Yeşil Bir Tepedeki Sırlar Çemberi
Geniş, yeşil bir tarlanın üzerinde, devasa bir gökyüzünün altında dururum. Ben, bazıları dimdik ve gururlu duran, bazıları ise dinlenmek için uzanmış kocaman, sessiz taşlardan oluşan bir çemberim. Rüzgar, aralarımdan geçerken sırlar fısıldar. Binlerce yıldır güneşin doğuşunu ve yıldızların dansını izledim. İnsanlar buraya nasıl geldiğimi merak ederler. Ben Stonehenge'im.
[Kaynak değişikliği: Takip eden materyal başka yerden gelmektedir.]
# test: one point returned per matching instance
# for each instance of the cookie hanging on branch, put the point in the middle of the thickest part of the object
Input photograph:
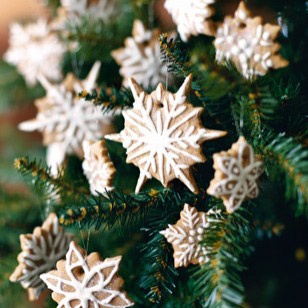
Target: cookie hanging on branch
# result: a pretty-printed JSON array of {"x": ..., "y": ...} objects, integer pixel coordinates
[
  {"x": 66, "y": 119},
  {"x": 40, "y": 252},
  {"x": 163, "y": 134},
  {"x": 186, "y": 235},
  {"x": 192, "y": 17},
  {"x": 141, "y": 57},
  {"x": 248, "y": 44},
  {"x": 97, "y": 167},
  {"x": 86, "y": 281},
  {"x": 35, "y": 50},
  {"x": 236, "y": 175}
]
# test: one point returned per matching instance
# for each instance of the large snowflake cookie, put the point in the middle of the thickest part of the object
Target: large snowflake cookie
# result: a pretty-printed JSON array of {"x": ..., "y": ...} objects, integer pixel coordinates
[
  {"x": 237, "y": 171},
  {"x": 66, "y": 119},
  {"x": 163, "y": 134},
  {"x": 191, "y": 16},
  {"x": 141, "y": 57},
  {"x": 35, "y": 50},
  {"x": 98, "y": 167},
  {"x": 248, "y": 44},
  {"x": 40, "y": 252},
  {"x": 186, "y": 235},
  {"x": 86, "y": 281}
]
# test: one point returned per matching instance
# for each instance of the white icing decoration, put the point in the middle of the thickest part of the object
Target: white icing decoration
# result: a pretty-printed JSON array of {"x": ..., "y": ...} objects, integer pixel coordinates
[
  {"x": 249, "y": 53},
  {"x": 35, "y": 51},
  {"x": 189, "y": 15},
  {"x": 97, "y": 167},
  {"x": 40, "y": 256},
  {"x": 93, "y": 282},
  {"x": 69, "y": 118},
  {"x": 103, "y": 10},
  {"x": 157, "y": 141},
  {"x": 239, "y": 185},
  {"x": 186, "y": 234}
]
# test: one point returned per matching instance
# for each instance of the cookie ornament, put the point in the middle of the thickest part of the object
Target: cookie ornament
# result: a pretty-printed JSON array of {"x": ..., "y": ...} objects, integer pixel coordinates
[
  {"x": 40, "y": 252},
  {"x": 141, "y": 57},
  {"x": 86, "y": 281},
  {"x": 66, "y": 119},
  {"x": 162, "y": 135},
  {"x": 248, "y": 44},
  {"x": 97, "y": 167},
  {"x": 237, "y": 171},
  {"x": 35, "y": 50},
  {"x": 186, "y": 234},
  {"x": 191, "y": 17}
]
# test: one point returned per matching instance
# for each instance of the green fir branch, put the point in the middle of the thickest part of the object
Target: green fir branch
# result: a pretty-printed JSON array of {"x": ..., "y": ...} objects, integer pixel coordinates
[
  {"x": 109, "y": 99},
  {"x": 217, "y": 282},
  {"x": 48, "y": 187},
  {"x": 284, "y": 154},
  {"x": 116, "y": 206}
]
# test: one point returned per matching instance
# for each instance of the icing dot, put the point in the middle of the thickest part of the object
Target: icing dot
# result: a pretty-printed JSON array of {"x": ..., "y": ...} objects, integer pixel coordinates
[
  {"x": 257, "y": 57},
  {"x": 242, "y": 43},
  {"x": 266, "y": 35},
  {"x": 200, "y": 230},
  {"x": 192, "y": 232},
  {"x": 269, "y": 63}
]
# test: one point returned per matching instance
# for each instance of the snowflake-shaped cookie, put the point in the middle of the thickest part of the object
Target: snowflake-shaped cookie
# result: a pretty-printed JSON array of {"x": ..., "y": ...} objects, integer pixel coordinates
[
  {"x": 162, "y": 135},
  {"x": 141, "y": 57},
  {"x": 191, "y": 16},
  {"x": 75, "y": 10},
  {"x": 35, "y": 50},
  {"x": 86, "y": 281},
  {"x": 98, "y": 167},
  {"x": 65, "y": 119},
  {"x": 185, "y": 237},
  {"x": 248, "y": 44},
  {"x": 237, "y": 171},
  {"x": 40, "y": 252}
]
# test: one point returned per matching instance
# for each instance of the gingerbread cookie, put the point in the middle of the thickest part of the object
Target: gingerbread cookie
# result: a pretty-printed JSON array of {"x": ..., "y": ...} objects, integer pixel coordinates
[
  {"x": 162, "y": 135},
  {"x": 40, "y": 252},
  {"x": 237, "y": 171},
  {"x": 66, "y": 119},
  {"x": 192, "y": 17},
  {"x": 248, "y": 44},
  {"x": 97, "y": 167},
  {"x": 185, "y": 237},
  {"x": 86, "y": 281}
]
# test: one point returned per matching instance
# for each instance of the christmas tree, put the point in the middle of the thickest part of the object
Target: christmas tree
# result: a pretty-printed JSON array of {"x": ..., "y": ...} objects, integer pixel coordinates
[{"x": 171, "y": 168}]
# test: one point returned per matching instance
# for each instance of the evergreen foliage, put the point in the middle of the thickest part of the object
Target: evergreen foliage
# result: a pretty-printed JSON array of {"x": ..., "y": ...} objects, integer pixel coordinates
[{"x": 271, "y": 112}]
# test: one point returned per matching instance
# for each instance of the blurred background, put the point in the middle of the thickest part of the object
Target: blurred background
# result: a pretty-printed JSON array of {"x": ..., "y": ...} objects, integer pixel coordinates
[{"x": 284, "y": 258}]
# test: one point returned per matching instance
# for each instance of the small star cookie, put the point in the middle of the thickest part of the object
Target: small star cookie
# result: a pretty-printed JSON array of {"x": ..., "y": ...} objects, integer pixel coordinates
[
  {"x": 162, "y": 135},
  {"x": 186, "y": 234},
  {"x": 66, "y": 119},
  {"x": 248, "y": 44},
  {"x": 191, "y": 16},
  {"x": 237, "y": 171},
  {"x": 86, "y": 281},
  {"x": 40, "y": 252}
]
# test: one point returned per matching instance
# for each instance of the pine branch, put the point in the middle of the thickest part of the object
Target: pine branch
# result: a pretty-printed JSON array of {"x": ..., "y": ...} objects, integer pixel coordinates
[
  {"x": 158, "y": 275},
  {"x": 48, "y": 187},
  {"x": 116, "y": 206},
  {"x": 283, "y": 154},
  {"x": 110, "y": 99},
  {"x": 217, "y": 282}
]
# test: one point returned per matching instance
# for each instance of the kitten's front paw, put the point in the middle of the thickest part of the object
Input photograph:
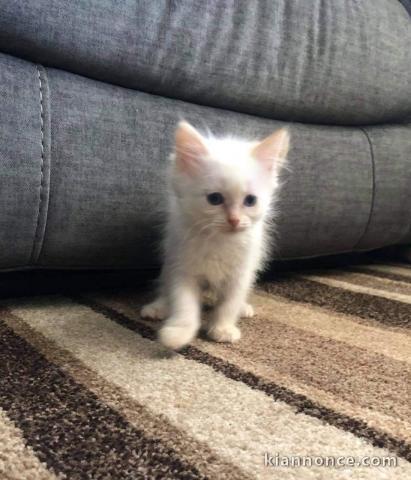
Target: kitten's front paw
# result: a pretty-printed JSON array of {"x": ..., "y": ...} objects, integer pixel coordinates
[
  {"x": 156, "y": 310},
  {"x": 226, "y": 333},
  {"x": 247, "y": 311},
  {"x": 176, "y": 336}
]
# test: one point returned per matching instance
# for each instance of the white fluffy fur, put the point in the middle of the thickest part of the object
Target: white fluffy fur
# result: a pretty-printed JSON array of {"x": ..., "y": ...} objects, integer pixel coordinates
[{"x": 202, "y": 249}]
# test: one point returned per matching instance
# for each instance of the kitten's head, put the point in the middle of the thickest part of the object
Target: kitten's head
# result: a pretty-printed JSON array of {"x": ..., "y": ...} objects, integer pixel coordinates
[{"x": 225, "y": 185}]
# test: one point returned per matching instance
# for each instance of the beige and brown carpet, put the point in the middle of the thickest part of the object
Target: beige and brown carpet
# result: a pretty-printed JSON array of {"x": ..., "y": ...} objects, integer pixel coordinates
[{"x": 322, "y": 371}]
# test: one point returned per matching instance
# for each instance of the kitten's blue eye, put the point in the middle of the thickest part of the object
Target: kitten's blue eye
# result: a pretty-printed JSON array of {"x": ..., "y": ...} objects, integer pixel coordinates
[
  {"x": 215, "y": 198},
  {"x": 250, "y": 200}
]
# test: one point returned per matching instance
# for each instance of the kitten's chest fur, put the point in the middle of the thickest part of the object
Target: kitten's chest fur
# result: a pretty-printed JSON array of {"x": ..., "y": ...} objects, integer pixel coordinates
[{"x": 215, "y": 261}]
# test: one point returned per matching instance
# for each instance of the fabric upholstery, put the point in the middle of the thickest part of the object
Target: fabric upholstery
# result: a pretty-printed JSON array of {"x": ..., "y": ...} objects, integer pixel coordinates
[{"x": 342, "y": 62}]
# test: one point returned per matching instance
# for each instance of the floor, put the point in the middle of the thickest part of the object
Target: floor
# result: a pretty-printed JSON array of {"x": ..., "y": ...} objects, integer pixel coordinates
[{"x": 323, "y": 372}]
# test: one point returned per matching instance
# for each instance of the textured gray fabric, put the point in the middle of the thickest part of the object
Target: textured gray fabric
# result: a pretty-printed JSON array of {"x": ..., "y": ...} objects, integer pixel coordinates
[
  {"x": 108, "y": 157},
  {"x": 344, "y": 62},
  {"x": 390, "y": 216},
  {"x": 20, "y": 160}
]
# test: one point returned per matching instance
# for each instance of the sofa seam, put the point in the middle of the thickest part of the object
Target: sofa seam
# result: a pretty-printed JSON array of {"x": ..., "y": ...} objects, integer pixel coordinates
[
  {"x": 371, "y": 212},
  {"x": 42, "y": 176}
]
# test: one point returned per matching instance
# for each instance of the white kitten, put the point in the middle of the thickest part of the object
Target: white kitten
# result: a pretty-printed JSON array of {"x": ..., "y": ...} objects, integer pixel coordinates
[{"x": 221, "y": 200}]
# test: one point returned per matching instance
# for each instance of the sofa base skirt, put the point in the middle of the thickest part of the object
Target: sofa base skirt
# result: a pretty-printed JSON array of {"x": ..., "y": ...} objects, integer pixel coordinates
[{"x": 83, "y": 170}]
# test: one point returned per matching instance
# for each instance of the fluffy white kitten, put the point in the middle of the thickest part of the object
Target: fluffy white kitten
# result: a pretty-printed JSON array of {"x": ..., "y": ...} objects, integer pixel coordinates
[{"x": 221, "y": 200}]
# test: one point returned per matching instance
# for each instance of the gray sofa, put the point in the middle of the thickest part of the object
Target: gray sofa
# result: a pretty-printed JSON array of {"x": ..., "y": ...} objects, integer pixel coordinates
[{"x": 90, "y": 93}]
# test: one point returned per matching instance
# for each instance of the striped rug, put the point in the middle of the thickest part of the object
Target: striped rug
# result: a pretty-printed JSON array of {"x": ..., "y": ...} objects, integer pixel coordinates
[{"x": 322, "y": 373}]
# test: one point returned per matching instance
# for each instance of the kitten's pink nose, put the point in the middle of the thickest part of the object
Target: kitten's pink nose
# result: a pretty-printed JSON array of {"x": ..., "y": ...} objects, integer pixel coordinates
[{"x": 233, "y": 221}]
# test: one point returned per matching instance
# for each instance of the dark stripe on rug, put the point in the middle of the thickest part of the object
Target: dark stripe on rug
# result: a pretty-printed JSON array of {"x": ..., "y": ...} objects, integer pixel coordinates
[
  {"x": 380, "y": 274},
  {"x": 301, "y": 403},
  {"x": 69, "y": 428},
  {"x": 369, "y": 307}
]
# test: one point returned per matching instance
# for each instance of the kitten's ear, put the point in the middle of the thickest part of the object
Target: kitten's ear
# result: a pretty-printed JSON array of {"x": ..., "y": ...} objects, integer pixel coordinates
[
  {"x": 272, "y": 151},
  {"x": 190, "y": 148}
]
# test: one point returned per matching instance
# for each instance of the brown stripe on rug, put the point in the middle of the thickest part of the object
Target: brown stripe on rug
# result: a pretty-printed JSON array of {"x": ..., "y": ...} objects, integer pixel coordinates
[
  {"x": 301, "y": 403},
  {"x": 310, "y": 319},
  {"x": 61, "y": 420},
  {"x": 370, "y": 307},
  {"x": 155, "y": 428}
]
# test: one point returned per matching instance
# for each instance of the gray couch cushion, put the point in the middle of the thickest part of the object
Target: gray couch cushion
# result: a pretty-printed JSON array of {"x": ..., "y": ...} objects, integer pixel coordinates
[
  {"x": 108, "y": 156},
  {"x": 344, "y": 62}
]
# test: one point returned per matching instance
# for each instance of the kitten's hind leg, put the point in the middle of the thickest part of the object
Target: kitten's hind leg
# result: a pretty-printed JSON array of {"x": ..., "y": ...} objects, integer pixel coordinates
[
  {"x": 247, "y": 311},
  {"x": 157, "y": 310}
]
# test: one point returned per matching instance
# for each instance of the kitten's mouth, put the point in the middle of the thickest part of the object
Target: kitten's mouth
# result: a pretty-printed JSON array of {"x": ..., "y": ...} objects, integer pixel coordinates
[{"x": 232, "y": 230}]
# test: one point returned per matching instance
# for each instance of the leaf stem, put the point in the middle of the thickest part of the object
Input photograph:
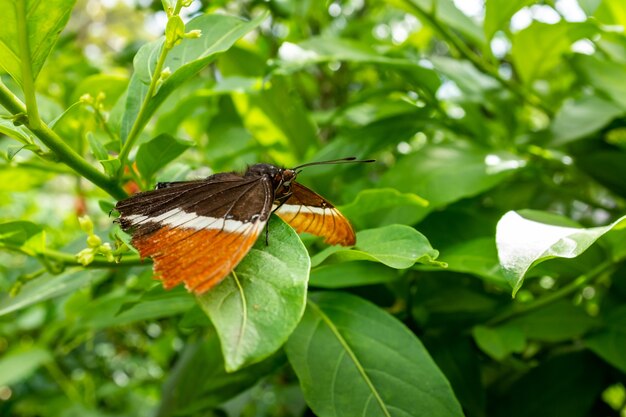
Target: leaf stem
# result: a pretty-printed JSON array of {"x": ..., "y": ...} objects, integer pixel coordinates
[
  {"x": 62, "y": 150},
  {"x": 69, "y": 259},
  {"x": 28, "y": 79},
  {"x": 139, "y": 122},
  {"x": 352, "y": 356},
  {"x": 562, "y": 292}
]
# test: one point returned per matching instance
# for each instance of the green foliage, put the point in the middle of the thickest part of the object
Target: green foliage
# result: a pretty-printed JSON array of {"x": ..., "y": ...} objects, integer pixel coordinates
[{"x": 488, "y": 274}]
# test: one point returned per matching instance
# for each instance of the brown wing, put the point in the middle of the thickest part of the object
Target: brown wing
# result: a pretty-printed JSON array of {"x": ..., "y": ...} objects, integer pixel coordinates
[
  {"x": 197, "y": 232},
  {"x": 308, "y": 212}
]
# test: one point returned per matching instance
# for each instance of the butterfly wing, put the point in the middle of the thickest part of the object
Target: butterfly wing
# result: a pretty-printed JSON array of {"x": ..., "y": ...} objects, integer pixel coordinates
[
  {"x": 306, "y": 211},
  {"x": 197, "y": 232}
]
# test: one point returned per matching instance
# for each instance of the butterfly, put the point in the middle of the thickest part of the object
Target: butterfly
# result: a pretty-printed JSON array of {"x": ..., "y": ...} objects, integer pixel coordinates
[{"x": 196, "y": 232}]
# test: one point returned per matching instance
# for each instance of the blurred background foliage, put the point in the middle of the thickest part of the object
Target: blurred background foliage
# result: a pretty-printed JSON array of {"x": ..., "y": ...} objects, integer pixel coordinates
[{"x": 471, "y": 108}]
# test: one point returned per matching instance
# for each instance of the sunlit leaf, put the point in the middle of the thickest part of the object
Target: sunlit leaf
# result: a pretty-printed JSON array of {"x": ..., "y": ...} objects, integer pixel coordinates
[
  {"x": 219, "y": 33},
  {"x": 396, "y": 246},
  {"x": 383, "y": 206},
  {"x": 20, "y": 363},
  {"x": 445, "y": 173},
  {"x": 352, "y": 358},
  {"x": 255, "y": 310},
  {"x": 158, "y": 152},
  {"x": 527, "y": 238},
  {"x": 48, "y": 286},
  {"x": 44, "y": 22}
]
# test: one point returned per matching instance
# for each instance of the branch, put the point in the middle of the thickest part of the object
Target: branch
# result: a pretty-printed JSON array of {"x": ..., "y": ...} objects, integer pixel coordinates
[
  {"x": 562, "y": 292},
  {"x": 139, "y": 122},
  {"x": 28, "y": 80},
  {"x": 64, "y": 152}
]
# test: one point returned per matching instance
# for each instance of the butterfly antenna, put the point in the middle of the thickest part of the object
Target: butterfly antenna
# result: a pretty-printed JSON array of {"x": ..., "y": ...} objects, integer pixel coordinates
[{"x": 348, "y": 160}]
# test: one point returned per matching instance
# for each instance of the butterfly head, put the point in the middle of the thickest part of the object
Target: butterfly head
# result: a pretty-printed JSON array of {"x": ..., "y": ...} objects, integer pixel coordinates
[{"x": 280, "y": 177}]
Benim hikayem çok uzun zaman önce, yaklaşık MÖ 3000 yılında başladı. O zamanlar insanlar kemik ve taştan yapılmış aletler kullanarak büyük, yuvarlak bir hendek kazdılar. Daha sonra, çok uzak bir dağdan özel mavitaşları getirdiler. Onları bir araya gelip, ağır taşları karada çekerek ve sallarla taşıyarak getirdiklerini hayal edin. En büyük değişiklik MÖ 2500 civarında, dev sarsen taşlarımı getirdiklerinde oldu. Onları şekillendirdiler ve yerlerine kaldırdılar, hatta ağır taşları dev yapı blokları gibi diğerlerinin üzerine koydular. Bu, çok ama çok sayıda insanın çok uzun bir süre birlikte çalışmasını gerektirdi. İnsanlar, "Bu taşlar çok ağır." demiş olabilirler ama birlikte başardılar. Her taşı yerleştirdiklerinde çok mutlu oldum çünkü bir araya gelmenin gücünü gösteriyorlardı.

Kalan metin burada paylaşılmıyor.